# Baldwin Centipede



## unimog (Apr 21, 2008)

Has anyone ever modeled the Baldwin DR12-8-3000 (Centipede)? One of the more unusual diesels made! Any members remember these in person?


----------



## Trains West (Oct 4, 2008)

I think that would be a lot of work to make run well on a g-scale layout .....

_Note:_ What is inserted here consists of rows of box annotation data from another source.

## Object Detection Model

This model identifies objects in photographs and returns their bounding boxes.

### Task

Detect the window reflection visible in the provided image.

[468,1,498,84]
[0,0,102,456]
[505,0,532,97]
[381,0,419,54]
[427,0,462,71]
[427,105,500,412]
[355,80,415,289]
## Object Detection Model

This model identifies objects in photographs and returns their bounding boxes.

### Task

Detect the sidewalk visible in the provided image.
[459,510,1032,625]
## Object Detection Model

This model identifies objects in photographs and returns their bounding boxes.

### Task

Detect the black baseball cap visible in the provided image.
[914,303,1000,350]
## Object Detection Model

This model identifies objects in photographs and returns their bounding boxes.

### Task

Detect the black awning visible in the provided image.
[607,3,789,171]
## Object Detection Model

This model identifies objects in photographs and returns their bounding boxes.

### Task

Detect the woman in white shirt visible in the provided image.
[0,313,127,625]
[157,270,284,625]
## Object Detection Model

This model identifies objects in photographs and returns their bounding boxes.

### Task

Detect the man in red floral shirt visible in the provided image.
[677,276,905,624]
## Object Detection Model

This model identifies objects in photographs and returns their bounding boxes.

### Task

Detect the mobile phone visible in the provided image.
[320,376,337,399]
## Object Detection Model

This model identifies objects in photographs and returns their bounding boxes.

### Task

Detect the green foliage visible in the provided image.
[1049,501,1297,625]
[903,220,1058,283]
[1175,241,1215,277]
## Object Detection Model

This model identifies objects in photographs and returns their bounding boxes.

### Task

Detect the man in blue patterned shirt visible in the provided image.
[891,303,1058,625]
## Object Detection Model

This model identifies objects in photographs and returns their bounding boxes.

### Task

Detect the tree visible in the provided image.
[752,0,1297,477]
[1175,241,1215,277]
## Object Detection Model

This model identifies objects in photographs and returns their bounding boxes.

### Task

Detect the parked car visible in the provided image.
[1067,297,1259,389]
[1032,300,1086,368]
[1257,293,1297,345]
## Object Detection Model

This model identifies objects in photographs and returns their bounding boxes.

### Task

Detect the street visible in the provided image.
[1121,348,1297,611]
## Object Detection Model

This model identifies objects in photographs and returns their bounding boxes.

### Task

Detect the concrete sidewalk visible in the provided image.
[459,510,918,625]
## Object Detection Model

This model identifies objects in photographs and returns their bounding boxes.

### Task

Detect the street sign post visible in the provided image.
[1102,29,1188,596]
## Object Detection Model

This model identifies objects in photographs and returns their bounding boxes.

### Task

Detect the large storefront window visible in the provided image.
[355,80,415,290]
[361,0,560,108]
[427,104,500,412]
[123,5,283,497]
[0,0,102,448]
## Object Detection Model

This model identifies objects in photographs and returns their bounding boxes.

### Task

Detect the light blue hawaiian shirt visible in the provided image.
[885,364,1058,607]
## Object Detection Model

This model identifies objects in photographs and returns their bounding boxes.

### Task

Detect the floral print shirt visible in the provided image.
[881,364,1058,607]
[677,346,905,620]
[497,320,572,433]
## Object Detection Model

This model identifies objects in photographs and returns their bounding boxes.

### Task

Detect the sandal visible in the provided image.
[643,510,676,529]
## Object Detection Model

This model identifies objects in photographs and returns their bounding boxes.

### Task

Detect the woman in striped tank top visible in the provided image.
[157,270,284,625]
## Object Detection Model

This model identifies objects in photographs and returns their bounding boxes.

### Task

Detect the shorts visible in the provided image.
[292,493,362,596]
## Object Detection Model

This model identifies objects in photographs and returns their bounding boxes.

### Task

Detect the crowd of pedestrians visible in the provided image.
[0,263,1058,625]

http://www.trainweb.org/seaboard/CentipedeProject.htm


----------



## Jerry Barnes (Jan 2, 2008)

40' curves needed?


----------



## pfdx (Jan 2, 2008)

Should be similar to a Big Boy: same wheel arraingement 4-D-D-4 (4-8-8-4), but smaller wheels whould shorten the rigid wheelbase. If someone made the gearboxes they could adapt them to make a GN class W electric or a Little Joe, Milwauke or South Shore.


----------



## farmerted (Jan 2, 2008)

Or the center unit of the UP #80 coal-burning turbine. The lead unit was an Alco PA, already made by USA, and all you need then is a 1:29 centipede tender... too bad the MTH tender is 1:32!

-Jon (aka Farmer Ted)


----------



## pfdx (Jan 2, 2008)

UP 80 B was a GN class W, if you look closely you can compare before and after photos and see the skeliton of the W


----------